Le Samaritain. — Oui, la nuit est venue. Mais la flamme rouge de ton cœur est ici, qui brûle ; et ton sang coule. Ne résiste plus. Il est sur le seuil ; il t’appelle et il dit : Entre, mon frère.

Doucement, doucement. Mets ton bras sur mon cou, sur mes épaules. Je te porterai bien. Pèse de tout ton poids ; je te soutiens. Serre-moi la nuque.

Doucement.


Ô Seigneur, il s’évanouit. Hélas, comme il souffre. De la blessure rouverte, le sang qui le lie à la terre ne veut pas rompre le lien de ce mourant à son pauvre mort. D’un or plus rouge que le couchant, il illumine la route.
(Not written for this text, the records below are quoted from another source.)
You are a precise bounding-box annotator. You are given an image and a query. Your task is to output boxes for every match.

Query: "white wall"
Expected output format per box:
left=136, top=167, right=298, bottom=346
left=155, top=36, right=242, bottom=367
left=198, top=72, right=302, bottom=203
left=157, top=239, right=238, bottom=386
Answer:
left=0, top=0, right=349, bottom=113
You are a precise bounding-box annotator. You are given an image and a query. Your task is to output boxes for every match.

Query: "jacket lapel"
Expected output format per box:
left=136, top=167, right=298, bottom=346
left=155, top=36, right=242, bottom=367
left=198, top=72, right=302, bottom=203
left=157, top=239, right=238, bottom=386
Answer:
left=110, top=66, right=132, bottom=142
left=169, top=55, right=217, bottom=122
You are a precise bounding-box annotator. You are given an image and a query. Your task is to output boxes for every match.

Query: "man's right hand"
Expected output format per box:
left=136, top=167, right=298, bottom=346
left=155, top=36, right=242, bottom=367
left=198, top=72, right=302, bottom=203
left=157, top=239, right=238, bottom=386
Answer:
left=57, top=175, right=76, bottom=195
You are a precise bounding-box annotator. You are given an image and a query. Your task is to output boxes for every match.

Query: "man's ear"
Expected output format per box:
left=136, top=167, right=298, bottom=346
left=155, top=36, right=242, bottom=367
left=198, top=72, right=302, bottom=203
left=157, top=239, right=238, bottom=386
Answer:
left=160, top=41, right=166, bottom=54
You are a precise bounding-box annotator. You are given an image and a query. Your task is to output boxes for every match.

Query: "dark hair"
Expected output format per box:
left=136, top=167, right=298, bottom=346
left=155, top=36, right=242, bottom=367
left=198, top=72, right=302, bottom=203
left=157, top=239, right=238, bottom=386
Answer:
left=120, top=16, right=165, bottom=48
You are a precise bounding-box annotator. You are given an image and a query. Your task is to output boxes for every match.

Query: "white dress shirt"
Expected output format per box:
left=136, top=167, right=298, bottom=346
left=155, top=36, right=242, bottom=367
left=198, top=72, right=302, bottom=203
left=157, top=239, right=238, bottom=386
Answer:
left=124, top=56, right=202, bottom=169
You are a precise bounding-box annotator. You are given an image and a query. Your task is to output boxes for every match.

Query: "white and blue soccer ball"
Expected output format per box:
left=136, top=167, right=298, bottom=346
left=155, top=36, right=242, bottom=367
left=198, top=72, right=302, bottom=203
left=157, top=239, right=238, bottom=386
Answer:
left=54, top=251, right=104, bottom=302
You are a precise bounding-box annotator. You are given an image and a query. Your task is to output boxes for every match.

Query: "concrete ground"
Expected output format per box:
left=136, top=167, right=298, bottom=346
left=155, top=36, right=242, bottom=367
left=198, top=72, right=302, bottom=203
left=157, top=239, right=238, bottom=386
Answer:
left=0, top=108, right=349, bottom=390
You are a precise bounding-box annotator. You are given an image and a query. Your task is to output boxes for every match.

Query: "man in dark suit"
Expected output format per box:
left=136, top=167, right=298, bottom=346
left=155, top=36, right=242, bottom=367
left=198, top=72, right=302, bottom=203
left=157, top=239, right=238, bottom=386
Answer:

Enfant, prends le voile de soie dans la besace, le beau linge blanc que j’ai fait broder à la ville, pour le dédier au Seigneur. Donne : place-le sur la plaie : étanche, étanche la blessure.

Puisque telle est sa souffrance, en dépit qu’il est mort, que ce voile soit le linceul de ton cœur, mon frère. Entre dans la demeure, cher fiancé de la douleur.

Le Mourant. — Bonté, soleil des affligés, — dans les ténèbres de l’affliction.

Le Samaritain. — Entre. C’est la maison de ton frère.